[633] For details, see An Account of Dundee’s officers after they went to France in Miscellanea Scotica.

[634] Burton’s Scotland from Revolution, vol. i. p. 153.

[635] Dalrymple’s Memoirs, vol. i. part ii. p. 61.


[CHAPTER XXII.]

A.D. 1691–1702.

BRITISH SOVEREIGN:—William III., 1688–1703.

Negotiations with the Highland chiefs—Massacre of Glencoe—Master of Stair—King William—Subsequent enquiry—State of Highlands during William’s reign—Simon Fraser, Lord Lovat.
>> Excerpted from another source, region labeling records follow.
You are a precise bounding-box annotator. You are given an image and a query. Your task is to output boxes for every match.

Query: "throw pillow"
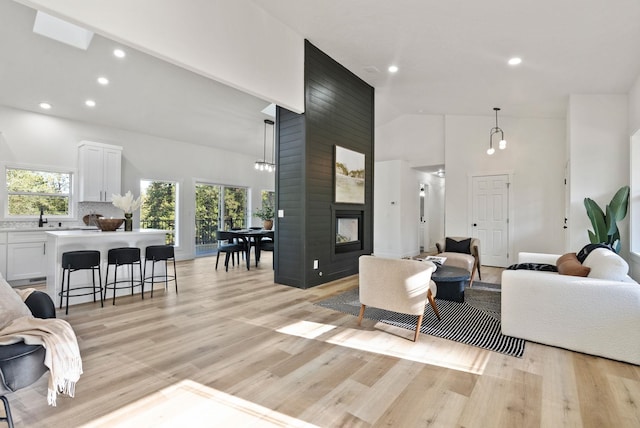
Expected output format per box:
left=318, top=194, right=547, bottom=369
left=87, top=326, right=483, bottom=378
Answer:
left=444, top=238, right=471, bottom=254
left=507, top=263, right=558, bottom=272
left=0, top=275, right=32, bottom=330
left=584, top=248, right=629, bottom=281
left=576, top=244, right=615, bottom=263
left=556, top=253, right=591, bottom=276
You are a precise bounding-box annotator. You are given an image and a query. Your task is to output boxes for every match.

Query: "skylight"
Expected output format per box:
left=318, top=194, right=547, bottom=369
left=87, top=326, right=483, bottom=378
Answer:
left=33, top=11, right=93, bottom=51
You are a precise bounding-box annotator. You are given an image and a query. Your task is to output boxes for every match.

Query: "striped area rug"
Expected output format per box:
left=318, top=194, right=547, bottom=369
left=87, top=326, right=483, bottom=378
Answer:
left=316, top=288, right=525, bottom=358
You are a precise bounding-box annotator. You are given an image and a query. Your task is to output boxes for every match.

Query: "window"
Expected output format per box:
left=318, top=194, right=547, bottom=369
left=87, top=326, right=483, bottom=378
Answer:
left=262, top=190, right=276, bottom=209
left=5, top=167, right=72, bottom=217
left=140, top=180, right=178, bottom=245
left=194, top=183, right=248, bottom=257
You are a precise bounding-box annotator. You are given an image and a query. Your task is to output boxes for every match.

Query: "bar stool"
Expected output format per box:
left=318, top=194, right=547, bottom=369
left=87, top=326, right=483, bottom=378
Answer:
left=144, top=245, right=178, bottom=297
left=58, top=250, right=104, bottom=315
left=104, top=247, right=144, bottom=305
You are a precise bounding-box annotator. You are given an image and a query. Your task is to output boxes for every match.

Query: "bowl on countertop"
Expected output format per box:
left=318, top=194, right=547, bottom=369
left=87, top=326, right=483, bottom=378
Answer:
left=96, top=217, right=124, bottom=232
left=82, top=214, right=102, bottom=226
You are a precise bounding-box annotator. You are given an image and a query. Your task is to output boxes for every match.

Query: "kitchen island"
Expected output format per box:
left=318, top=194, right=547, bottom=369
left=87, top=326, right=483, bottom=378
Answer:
left=46, top=229, right=167, bottom=307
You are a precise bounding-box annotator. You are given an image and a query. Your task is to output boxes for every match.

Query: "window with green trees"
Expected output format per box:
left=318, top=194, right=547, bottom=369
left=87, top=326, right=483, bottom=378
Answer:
left=195, top=183, right=248, bottom=255
left=5, top=167, right=71, bottom=217
left=140, top=180, right=178, bottom=244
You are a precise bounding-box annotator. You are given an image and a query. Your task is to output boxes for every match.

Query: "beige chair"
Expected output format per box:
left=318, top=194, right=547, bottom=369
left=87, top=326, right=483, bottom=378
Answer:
left=358, top=256, right=440, bottom=342
left=436, top=236, right=482, bottom=287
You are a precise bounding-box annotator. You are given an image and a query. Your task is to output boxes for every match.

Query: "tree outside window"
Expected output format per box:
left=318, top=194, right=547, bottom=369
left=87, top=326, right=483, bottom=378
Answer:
left=140, top=180, right=178, bottom=244
left=5, top=168, right=71, bottom=217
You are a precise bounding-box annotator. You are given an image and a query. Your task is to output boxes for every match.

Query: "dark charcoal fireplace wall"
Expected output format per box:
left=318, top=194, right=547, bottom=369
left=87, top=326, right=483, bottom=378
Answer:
left=275, top=41, right=374, bottom=288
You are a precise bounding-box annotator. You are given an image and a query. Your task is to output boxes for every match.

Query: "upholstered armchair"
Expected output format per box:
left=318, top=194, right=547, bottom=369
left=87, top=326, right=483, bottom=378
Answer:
left=358, top=256, right=440, bottom=342
left=436, top=236, right=482, bottom=286
left=0, top=290, right=56, bottom=427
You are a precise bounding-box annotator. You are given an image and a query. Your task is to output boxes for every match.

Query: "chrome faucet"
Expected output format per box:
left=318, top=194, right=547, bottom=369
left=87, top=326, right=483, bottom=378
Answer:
left=38, top=207, right=49, bottom=227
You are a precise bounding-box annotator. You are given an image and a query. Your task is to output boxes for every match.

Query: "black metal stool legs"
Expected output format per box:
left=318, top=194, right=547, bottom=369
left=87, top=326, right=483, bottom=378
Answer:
left=0, top=395, right=13, bottom=428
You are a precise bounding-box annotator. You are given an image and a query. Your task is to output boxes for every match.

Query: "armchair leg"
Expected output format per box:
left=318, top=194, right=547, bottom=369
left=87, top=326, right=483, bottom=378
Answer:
left=428, top=290, right=442, bottom=321
left=358, top=305, right=365, bottom=325
left=469, top=259, right=482, bottom=288
left=413, top=315, right=424, bottom=342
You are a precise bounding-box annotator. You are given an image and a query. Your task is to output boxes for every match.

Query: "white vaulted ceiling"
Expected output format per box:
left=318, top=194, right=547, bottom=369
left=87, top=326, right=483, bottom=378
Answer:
left=0, top=0, right=640, bottom=154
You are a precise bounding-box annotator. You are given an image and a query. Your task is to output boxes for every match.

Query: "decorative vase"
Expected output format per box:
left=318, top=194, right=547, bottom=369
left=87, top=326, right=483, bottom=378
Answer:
left=124, top=213, right=133, bottom=232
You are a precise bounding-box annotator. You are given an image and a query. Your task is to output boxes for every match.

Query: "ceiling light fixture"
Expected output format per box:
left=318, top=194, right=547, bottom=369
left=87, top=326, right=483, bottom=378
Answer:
left=254, top=119, right=276, bottom=172
left=487, top=107, right=507, bottom=155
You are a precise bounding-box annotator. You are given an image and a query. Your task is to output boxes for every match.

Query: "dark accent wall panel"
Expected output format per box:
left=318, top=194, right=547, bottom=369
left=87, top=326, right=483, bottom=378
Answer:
left=275, top=41, right=374, bottom=288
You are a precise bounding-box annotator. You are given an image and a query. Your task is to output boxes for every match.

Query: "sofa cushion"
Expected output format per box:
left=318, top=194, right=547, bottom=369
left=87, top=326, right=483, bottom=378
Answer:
left=584, top=248, right=629, bottom=281
left=556, top=253, right=591, bottom=276
left=507, top=263, right=558, bottom=272
left=444, top=238, right=471, bottom=254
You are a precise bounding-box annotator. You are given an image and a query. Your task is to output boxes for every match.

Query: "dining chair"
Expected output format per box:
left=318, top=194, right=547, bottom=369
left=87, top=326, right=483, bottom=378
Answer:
left=216, top=230, right=243, bottom=272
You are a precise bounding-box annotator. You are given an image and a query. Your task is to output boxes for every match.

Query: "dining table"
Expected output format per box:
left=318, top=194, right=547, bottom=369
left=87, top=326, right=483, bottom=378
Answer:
left=229, top=229, right=274, bottom=270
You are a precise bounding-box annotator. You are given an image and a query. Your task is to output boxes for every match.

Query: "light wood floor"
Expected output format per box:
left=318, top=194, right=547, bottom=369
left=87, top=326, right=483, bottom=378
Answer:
left=9, top=253, right=640, bottom=428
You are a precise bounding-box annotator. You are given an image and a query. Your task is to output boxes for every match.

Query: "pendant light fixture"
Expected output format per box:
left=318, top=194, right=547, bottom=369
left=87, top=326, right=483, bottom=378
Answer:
left=487, top=107, right=507, bottom=155
left=254, top=119, right=276, bottom=172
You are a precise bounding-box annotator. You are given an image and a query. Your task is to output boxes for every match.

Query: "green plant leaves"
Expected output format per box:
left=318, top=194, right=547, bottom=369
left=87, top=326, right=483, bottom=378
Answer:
left=584, top=186, right=630, bottom=253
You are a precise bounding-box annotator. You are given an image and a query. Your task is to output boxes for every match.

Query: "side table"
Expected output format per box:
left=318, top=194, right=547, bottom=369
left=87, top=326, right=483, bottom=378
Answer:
left=431, top=265, right=471, bottom=303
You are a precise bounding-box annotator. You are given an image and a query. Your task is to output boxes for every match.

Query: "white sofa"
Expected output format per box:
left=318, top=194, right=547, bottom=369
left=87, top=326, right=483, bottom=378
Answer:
left=502, top=249, right=640, bottom=365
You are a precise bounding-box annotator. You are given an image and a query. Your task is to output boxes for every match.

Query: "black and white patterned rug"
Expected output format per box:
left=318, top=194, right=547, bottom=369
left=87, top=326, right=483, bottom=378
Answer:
left=316, top=283, right=525, bottom=358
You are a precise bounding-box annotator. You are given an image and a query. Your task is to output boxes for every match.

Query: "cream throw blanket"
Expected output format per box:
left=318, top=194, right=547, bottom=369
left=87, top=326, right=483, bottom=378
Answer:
left=0, top=284, right=82, bottom=406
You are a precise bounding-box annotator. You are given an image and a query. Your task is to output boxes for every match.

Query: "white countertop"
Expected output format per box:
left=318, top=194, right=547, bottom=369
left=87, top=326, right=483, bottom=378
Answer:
left=0, top=226, right=98, bottom=232
left=46, top=229, right=169, bottom=238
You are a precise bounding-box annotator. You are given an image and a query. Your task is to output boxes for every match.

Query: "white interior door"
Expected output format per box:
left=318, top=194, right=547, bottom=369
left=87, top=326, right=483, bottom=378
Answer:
left=472, top=175, right=509, bottom=267
left=418, top=184, right=431, bottom=251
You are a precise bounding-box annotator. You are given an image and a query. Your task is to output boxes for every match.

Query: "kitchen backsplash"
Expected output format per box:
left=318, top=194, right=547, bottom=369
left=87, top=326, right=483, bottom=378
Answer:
left=0, top=202, right=124, bottom=229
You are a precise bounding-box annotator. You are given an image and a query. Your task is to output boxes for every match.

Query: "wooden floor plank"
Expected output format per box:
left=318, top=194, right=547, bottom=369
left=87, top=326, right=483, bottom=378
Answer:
left=8, top=253, right=640, bottom=428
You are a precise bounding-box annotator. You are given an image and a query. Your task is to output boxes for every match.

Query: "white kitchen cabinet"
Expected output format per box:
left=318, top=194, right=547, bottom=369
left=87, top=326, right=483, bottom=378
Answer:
left=6, top=232, right=47, bottom=281
left=0, top=232, right=7, bottom=278
left=78, top=141, right=122, bottom=202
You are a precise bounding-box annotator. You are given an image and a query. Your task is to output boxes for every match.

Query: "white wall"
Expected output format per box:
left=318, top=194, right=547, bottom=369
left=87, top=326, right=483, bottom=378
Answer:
left=373, top=160, right=420, bottom=258
left=628, top=76, right=640, bottom=281
left=568, top=95, right=629, bottom=259
left=0, top=106, right=275, bottom=259
left=375, top=114, right=444, bottom=167
left=374, top=115, right=566, bottom=262
left=445, top=116, right=565, bottom=263
left=417, top=172, right=445, bottom=251
left=17, top=0, right=304, bottom=113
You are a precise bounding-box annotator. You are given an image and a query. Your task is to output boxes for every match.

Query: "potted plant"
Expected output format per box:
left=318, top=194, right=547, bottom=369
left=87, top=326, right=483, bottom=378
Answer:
left=253, top=204, right=275, bottom=230
left=584, top=186, right=629, bottom=253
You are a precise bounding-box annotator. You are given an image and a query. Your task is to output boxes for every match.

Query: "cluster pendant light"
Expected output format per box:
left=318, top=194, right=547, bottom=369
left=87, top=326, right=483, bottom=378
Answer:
left=487, top=107, right=507, bottom=155
left=254, top=119, right=276, bottom=172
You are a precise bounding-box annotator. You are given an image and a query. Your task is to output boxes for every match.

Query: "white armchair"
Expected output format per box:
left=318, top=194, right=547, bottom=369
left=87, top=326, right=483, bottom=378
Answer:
left=358, top=256, right=440, bottom=342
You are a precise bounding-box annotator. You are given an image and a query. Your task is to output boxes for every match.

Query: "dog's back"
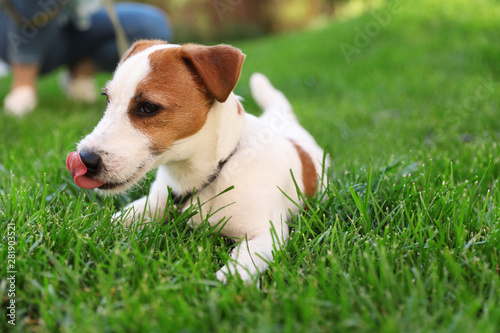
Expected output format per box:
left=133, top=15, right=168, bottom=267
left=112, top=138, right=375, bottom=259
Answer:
left=250, top=73, right=329, bottom=184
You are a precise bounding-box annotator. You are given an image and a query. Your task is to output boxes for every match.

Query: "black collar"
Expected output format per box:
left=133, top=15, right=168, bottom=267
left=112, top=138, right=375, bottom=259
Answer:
left=171, top=145, right=238, bottom=205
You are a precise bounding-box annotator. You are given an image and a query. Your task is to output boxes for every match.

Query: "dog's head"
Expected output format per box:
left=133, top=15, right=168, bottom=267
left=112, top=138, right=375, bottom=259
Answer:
left=67, top=41, right=244, bottom=192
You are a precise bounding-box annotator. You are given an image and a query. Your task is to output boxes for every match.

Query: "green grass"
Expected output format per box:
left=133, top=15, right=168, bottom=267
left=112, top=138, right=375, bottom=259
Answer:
left=0, top=0, right=500, bottom=333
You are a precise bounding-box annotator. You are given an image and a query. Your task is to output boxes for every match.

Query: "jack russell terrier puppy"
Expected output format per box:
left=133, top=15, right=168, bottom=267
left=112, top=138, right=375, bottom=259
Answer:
left=67, top=41, right=328, bottom=283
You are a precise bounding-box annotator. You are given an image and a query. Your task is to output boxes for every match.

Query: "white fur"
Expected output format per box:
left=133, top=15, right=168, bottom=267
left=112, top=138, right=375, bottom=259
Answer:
left=79, top=46, right=323, bottom=282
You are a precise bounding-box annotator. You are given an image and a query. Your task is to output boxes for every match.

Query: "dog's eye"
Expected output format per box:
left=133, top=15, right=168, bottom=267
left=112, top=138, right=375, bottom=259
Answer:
left=139, top=102, right=160, bottom=114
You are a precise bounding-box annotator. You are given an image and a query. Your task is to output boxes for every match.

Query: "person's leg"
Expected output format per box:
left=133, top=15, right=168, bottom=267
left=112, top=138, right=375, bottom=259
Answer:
left=58, top=3, right=171, bottom=102
left=70, top=3, right=172, bottom=72
left=0, top=1, right=64, bottom=116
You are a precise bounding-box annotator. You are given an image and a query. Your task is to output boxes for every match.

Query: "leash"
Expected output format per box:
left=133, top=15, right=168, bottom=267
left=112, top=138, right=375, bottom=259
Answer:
left=171, top=145, right=238, bottom=206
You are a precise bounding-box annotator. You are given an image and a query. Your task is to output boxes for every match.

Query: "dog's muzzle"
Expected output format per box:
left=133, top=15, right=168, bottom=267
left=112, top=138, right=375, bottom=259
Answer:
left=66, top=151, right=104, bottom=189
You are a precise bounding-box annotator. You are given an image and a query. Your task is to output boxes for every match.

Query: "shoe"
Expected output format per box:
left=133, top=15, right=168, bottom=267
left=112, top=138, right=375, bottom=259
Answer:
left=59, top=72, right=97, bottom=103
left=3, top=86, right=38, bottom=117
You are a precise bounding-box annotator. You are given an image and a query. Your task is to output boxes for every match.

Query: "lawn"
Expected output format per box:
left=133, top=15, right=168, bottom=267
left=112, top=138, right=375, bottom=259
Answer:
left=0, top=0, right=500, bottom=333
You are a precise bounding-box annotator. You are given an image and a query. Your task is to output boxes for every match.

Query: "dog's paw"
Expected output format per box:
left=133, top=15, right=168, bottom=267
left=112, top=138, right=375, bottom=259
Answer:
left=111, top=210, right=134, bottom=227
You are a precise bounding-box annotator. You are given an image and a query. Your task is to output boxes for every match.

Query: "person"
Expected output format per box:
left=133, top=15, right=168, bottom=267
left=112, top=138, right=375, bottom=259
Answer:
left=0, top=0, right=172, bottom=116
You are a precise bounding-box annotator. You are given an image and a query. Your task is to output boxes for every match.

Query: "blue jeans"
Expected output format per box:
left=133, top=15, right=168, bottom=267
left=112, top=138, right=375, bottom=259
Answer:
left=0, top=1, right=171, bottom=74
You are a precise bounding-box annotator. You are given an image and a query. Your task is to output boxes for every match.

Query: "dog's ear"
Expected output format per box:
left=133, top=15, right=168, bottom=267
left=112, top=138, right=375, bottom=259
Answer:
left=181, top=44, right=245, bottom=102
left=118, top=39, right=168, bottom=65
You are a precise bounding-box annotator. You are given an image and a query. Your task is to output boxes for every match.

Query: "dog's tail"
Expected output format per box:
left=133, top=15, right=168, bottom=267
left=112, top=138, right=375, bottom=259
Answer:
left=250, top=73, right=297, bottom=121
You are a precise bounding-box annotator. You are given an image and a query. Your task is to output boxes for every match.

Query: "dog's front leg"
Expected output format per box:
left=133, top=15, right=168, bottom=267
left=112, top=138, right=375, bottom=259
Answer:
left=216, top=226, right=289, bottom=284
left=113, top=168, right=168, bottom=227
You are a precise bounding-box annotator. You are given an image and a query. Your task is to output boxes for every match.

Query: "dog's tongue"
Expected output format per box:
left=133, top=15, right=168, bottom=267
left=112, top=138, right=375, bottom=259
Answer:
left=66, top=151, right=104, bottom=189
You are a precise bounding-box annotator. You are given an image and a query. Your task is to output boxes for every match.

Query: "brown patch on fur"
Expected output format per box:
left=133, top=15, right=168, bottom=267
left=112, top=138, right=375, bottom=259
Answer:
left=128, top=44, right=244, bottom=154
left=290, top=140, right=318, bottom=197
left=128, top=48, right=212, bottom=154
left=119, top=39, right=168, bottom=64
left=182, top=44, right=245, bottom=102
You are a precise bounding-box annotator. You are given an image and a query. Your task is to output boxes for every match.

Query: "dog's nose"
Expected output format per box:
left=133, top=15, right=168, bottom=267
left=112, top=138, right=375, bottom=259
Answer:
left=80, top=150, right=101, bottom=176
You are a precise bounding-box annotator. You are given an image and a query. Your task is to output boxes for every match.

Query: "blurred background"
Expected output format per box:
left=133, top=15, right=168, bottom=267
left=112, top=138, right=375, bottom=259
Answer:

During 1690 and 1691 the Jacobites caused the government much trouble and anxiety by their ceaseless plotting to get up an insurrection, in which they were to be assisted by supplies from France. Many men, professedly loyal to King William, gave, from various motives, their secret countenance to these attempts; and the Highlanders especially proved a galling and distracting thorn in the side of the government. As early as 1690, Lord Tarbet, (subsequently Earl of Cromarty,) proposed a scheme for the quieting of the Highlands, which Lord Breadalbane offered to carry into execution; but it was at the time abandoned. In 1691, however, negotiations were again renewed, and, as has been seen, Breadalbane was intrusted with a sum of money to distribute among the chiefs, or rather to buy up the claims which Argyle and other superiors had over their feudal vassals, and which was the real cause of the strife and dissatisfaction existing in the Highlands. The Secretary of State, Sir John Dalrymple, known as the Master of Stair, son of the Earl of Stair, appears latterly to have been at the bottom of the scheme, and was certainly most anxious that it should be successfully and speedily carried out, having at first apparently no thought of resorting to measures of cruel severity.